Mary Luti writes, “Naaman craves respect almost more than he wants health. He is so sure he knows what he needs, he almost refuses what God wants to give” (J. Mary Luti, “Muddling Through,” Christian Century, September 23-30, 1998, p. 859.) Is that ever our story? Do we find ourselves wanting something so much we value it over that which God desires for us? Are we ever so sure that we already know what we need that we leave no room for what God has in store for us? That’s why this business of discernment is so important, learning to quiet ourselves, to humble ourselves and listen for God speaking in our lives and in the life of our community. Here we may find answers and direction we never imagined.
Luti goes on to write beautifully of God’s patience with God’s children. She says of Naaman that “When he doesn’t get the attention he thinks is his due, God waits, letting him vent and strut. No lightning bolt consumes him in mid-rant, no disapproving angel descends. God waits until Naaman acquits himself of the odd human propensity to work against one’s own good. And when, after stalking off, he relents, we see in him what God has seen all along - a man of faith.” How often have we stormed off from God’s presence because we were disappointed that our great expectations were not met? Have we ever thrown a temper tantrum because God did not give us what we wanted and were convinced we needed? At the same time, have we ever repented of our self-assured arrogance and turned back to God in humility and faith?
Luti continues, writing of Naaman, “Grace has established a pulse in him - irregular, perhaps, but not arrested by his unchecked rage. When he finally gives up, let’s go, obeys his servants and washes in the water, there isn’t a lot more healing for the river to do. All that remains is for Naaman to meet, knee-deep, the One who engineers his victories and presides over his life.

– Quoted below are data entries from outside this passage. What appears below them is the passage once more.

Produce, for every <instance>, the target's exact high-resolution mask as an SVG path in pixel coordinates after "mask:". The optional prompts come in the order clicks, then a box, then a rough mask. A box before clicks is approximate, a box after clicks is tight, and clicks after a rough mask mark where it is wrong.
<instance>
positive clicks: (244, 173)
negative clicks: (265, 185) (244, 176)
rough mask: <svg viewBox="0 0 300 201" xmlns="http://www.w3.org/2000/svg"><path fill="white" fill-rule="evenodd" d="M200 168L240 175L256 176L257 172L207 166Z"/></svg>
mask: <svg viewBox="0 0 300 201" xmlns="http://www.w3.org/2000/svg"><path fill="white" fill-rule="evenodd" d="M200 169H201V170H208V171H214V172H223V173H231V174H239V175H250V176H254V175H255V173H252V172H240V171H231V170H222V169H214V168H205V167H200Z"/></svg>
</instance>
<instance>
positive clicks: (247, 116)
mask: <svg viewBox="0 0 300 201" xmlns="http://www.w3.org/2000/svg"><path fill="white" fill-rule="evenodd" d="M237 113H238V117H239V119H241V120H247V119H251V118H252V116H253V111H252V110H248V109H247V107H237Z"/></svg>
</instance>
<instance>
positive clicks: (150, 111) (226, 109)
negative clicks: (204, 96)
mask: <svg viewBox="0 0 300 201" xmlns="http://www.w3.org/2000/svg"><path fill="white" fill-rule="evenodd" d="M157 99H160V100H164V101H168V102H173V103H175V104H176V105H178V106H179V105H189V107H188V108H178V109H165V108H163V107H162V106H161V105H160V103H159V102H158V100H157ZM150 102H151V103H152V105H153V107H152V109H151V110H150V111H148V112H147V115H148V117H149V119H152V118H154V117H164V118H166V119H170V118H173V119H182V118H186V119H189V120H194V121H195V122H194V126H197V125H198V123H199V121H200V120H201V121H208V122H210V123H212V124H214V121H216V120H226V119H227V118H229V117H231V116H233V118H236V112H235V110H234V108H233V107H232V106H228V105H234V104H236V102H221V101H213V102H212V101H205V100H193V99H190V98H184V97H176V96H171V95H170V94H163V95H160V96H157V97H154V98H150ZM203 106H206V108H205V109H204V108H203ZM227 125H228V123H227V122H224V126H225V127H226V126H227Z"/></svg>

Awash in the revelation, Naaman, ‘a great man’ from the start, becomes Yahweh’s man for good.”
In the same way grace reaches out to us from beyond our great expectations, beyond our belief that we have things figured out and know the way to go, beyond our limitations and our woundedness with a promise of healing and wholeness. Grace goes with us, God walks alongside, as we make our way, however haltingly to the healing waters. With infinite patience God gives us the latitude to find our way, sometimes striding, sometimes stumbling, toward the One in whom we ultimately live and move and have our being. When we finally let go of our great expectations, we may be amazed by grace and find that we are held eternally by everlasting arms. All our great expectations fade away in a reality that is beyond our wildest dreams and we are blessed indeed. Amen.